Vijftien jaar later wil ik mijn ervaringen op de werkvloer van het Koninkrijk kwijt. Dat plan ontstond al snel.[ii] Vooral in het begin was het een erg boeiende tijd. Mijn verbeelding werd geprikkeld door de ontwikkelingshulp die Nederland aan deze eilanden verstrekte. Wat was de ratio van de stroom geld vanuit Nederland naar de zo welvarende Antillen in verhouding tot de internationale ontwikkelingssamenwerking, tot de hulp aan arme landen en groepen? Ook raakte ik gefascineerd door de sterke betrokkenheid van de Antillen bij Nederland, op tal van terreinen. Antillianen in Willemstad vieren in december Sinterklaas, Antillianen in Brooklyn, New York, doen dat ook.[iii] En ondertussen wordt er in de Antillen onophoudelijk gekankerd op Nederland. Vooral in de bestuurlijke en ambtelijke circuits, maar ook in de media viel over Nederland weinig goeds te beluisteren. In Afrika had ik dat niet meegemaakt. Nederlandse bezoekers aan de Antillen vroegen zich vaak af wat er aan de hand was, vroegen dat aan mij. Nederland was immers royaal met de portemonnee, Antillianen hadden vrije toegang tot Nederland, maakten gebruik van de onderwijsinstellingen daar, hadden recht op Nederlandse studiefinanciering, huisvesting, op algemene bijstand en wat dies meer zij. Tel uit je winst. En toch maar kankeren. Eerst viel dat nog wel als postkoloniale folklore af te doen maar later werd het voor mij een complex vraagstuk met vele facetten.
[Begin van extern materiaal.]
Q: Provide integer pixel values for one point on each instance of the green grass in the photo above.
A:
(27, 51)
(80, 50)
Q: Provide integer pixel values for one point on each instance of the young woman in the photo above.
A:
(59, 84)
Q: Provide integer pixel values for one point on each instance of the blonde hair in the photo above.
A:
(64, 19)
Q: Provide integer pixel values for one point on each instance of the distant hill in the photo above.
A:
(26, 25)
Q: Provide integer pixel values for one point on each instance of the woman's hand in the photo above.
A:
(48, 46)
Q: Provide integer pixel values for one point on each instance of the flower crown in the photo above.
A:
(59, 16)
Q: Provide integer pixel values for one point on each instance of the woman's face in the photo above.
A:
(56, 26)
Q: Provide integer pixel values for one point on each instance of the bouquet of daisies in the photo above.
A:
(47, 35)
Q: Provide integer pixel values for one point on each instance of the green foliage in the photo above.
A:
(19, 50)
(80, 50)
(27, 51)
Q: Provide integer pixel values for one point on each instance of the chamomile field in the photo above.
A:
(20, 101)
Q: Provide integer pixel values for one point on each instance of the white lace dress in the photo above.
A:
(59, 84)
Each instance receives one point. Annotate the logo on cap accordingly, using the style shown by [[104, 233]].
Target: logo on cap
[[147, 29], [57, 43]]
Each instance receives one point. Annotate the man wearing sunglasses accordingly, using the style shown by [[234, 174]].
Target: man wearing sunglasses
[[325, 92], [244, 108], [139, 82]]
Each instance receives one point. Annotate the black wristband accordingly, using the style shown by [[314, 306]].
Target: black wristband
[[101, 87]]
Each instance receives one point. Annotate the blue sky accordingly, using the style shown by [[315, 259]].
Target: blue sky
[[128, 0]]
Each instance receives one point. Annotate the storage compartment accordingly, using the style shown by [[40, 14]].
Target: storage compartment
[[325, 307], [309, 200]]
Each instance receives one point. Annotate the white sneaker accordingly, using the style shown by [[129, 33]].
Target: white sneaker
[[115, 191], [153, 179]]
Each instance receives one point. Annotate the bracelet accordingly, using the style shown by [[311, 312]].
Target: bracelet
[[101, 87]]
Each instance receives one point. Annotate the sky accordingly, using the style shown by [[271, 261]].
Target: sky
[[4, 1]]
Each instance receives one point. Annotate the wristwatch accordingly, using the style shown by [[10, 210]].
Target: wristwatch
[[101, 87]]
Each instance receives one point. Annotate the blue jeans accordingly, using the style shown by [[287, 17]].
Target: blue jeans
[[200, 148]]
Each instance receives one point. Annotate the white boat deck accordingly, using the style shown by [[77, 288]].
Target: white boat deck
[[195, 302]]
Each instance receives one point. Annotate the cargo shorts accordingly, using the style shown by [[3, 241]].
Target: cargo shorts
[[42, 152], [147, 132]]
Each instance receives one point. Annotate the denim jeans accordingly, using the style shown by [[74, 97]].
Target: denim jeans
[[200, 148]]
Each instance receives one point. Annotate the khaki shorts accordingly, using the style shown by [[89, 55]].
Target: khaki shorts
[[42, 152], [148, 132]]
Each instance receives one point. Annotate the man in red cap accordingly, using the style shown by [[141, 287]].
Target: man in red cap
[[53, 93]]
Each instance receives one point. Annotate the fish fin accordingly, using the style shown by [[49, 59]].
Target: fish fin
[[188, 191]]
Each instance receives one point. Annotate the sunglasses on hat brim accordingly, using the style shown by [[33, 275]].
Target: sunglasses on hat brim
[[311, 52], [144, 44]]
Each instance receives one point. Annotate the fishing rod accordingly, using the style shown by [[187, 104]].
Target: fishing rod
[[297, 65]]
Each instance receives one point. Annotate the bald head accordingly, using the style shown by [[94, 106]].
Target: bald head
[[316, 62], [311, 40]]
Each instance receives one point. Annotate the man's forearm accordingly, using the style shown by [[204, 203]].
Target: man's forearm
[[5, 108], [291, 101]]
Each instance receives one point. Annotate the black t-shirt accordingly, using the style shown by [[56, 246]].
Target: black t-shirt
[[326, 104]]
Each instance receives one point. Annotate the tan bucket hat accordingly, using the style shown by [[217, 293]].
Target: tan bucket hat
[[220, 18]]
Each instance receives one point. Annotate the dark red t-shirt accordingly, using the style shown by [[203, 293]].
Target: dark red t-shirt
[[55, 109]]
In de periode dat ik in Willemstad gedetacheerd was en later in Den Haag werkte, waren de opeenvolgende bewindspersonen voor Nederlands-Antilliaanse en Arubaanse Zaken de ministers De Koning, Hirsch Ballin, Voorhoeve en laatstelijk staatssecretaris De Vries, deze als staatssecretaris van Binnenlandse Zaken en Koninkrijksrelaties. Elk met zijn eigen persona, stijl en vaak ook met een eigen beleid ten aanzien van de Caribische landen van het Koninkrijk. De bewindvoering van deze verschillende bestuurders vormde geen aaneengesloten en consistent geheel. Hirsch Ballin maakte een principiële omslag door nadrukkelijk het Antilliaanse beleid op tal van terreinen aan de orde te stellen. Ook de tijden veranderden. Curaçao geraakte in een financieel-economisch dal. Aruba deed het economisch veel beter. Criminaliteit, drugs en begrotingstekorten begonnen het nieuws over de Antillen te domineren. Antil-lianen kwamen in grote getale naar Nederland. Een aantal van de jongeren raakte daar in problemen en veroorzaakte zoveel moeilijkheden dat zij bekend werden als probleemgroep. Onder andere daardoor veranderden in de loop der tijd de wederzijdse sentimenten en de onderlinge verhoudingen.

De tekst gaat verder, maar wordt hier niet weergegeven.